Saga tertawa mendengar celoteh-celotehnya. Sesekali bertanya ini dan itu tentang kehidupan mereka, ada yang baru lulus SMP, ada yang menganggur habis lulus SMK. Rumahnya pun berbeda-beda tempat, rupanya mereka merupakan teman yang dipersatukan dari supporter bola.

"Kalo rumah kamu daerah mana?" Saga bertanya pada si pemain gitar yang baru lulus SMK jurusan mesin.

"Depok Om."

"Jauh juga main ke sini?"

"Namanya juga cari uang Om, makin jauh insya Allah makin banyak cuan."

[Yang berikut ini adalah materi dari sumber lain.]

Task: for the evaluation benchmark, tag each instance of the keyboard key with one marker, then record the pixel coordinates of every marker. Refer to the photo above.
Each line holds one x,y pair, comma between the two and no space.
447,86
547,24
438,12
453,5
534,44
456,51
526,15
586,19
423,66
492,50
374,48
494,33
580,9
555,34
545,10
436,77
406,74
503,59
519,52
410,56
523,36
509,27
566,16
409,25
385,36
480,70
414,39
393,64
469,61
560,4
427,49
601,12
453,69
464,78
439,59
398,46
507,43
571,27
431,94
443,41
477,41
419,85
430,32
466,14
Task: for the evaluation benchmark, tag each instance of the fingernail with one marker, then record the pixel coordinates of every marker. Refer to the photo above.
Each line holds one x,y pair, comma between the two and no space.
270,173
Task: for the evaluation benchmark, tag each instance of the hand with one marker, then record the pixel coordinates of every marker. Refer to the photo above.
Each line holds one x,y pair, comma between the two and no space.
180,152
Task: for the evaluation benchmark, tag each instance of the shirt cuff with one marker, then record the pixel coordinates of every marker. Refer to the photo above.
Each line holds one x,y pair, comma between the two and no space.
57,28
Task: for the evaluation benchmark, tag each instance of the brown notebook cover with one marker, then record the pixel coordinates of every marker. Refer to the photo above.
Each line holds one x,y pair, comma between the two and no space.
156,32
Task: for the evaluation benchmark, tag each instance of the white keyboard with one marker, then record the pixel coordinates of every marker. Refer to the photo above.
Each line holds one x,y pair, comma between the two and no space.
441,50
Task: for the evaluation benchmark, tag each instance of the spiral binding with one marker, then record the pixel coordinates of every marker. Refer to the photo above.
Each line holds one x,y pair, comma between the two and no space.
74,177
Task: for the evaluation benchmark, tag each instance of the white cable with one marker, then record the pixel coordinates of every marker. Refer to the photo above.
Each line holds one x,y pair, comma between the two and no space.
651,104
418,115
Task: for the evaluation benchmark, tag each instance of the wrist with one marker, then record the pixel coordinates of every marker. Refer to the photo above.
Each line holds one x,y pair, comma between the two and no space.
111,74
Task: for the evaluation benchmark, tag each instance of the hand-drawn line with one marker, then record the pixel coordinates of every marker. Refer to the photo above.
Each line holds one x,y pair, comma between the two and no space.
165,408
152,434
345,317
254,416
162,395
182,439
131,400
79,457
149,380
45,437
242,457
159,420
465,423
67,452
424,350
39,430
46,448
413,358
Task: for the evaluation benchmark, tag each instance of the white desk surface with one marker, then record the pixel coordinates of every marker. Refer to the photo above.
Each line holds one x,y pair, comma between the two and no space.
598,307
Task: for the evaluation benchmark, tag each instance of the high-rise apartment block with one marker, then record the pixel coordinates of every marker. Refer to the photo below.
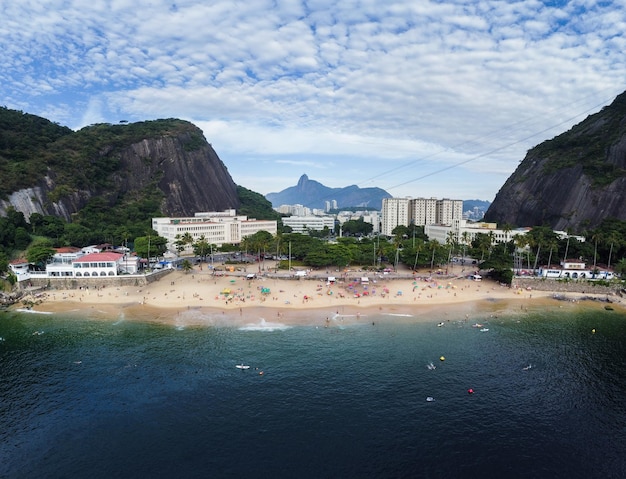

Saga terkekeh mendengarnya. "Kamu mau nggak kerja di fotokopian gitu di daerah UI?"

Mata si pemain gitar semakin berbinar. "Ya Allah Om mauuu kalo ada mah, ngisi waktu sembari nyari lowongan. Bapak saya baru meninggal Om adek saya baru lulus SD." Anak itu bahkan langsung mengeluarkan HP-nya. "Boleh minta nomor  HP Om nggak?"

"Saya aja yang nyimpen nomor HP kamu biar kalo salah satu pekerja saya keluar saya langsung hubungin kamu."

"Siap Om!"

Rasanya hangat sekali berada di antara mereka. Melihat remaja-remaja ini tertawa bahagia, mencoba melucu di depan Saga dan Sasa sebagai rasa syukur mereka, tak henti-hentinya mengucapkan terima kasih kepada Saga yang juga tersenyum menatap wajah mereka berlima.

Saga mungkin selalu melakukan hal-hal kecil seperti ini karena ia tahu seberapa sulitnya mencari makan di saat tak ada uang. Sepele memang, tapi sungguh menghangatkan.

Sasa berusaha keras menahan air mata. Bagaimana bisa pria di sampingnya ini tak terenyuh melihat ini semua? Di saat air mata sudah menggenang di kelopak Sasa, Saga masih saja bercanda sambil sesekali menggigit bibirnya, tidak tampak sedih justru malah tertawa. Padahal melebihi Sasa, badai dalam hidup Saga jauh lebih kencang merusaknya.

Melihat ini semua, Sasa tersadarkan bahwa there's always something about this man that Sasa can look up to.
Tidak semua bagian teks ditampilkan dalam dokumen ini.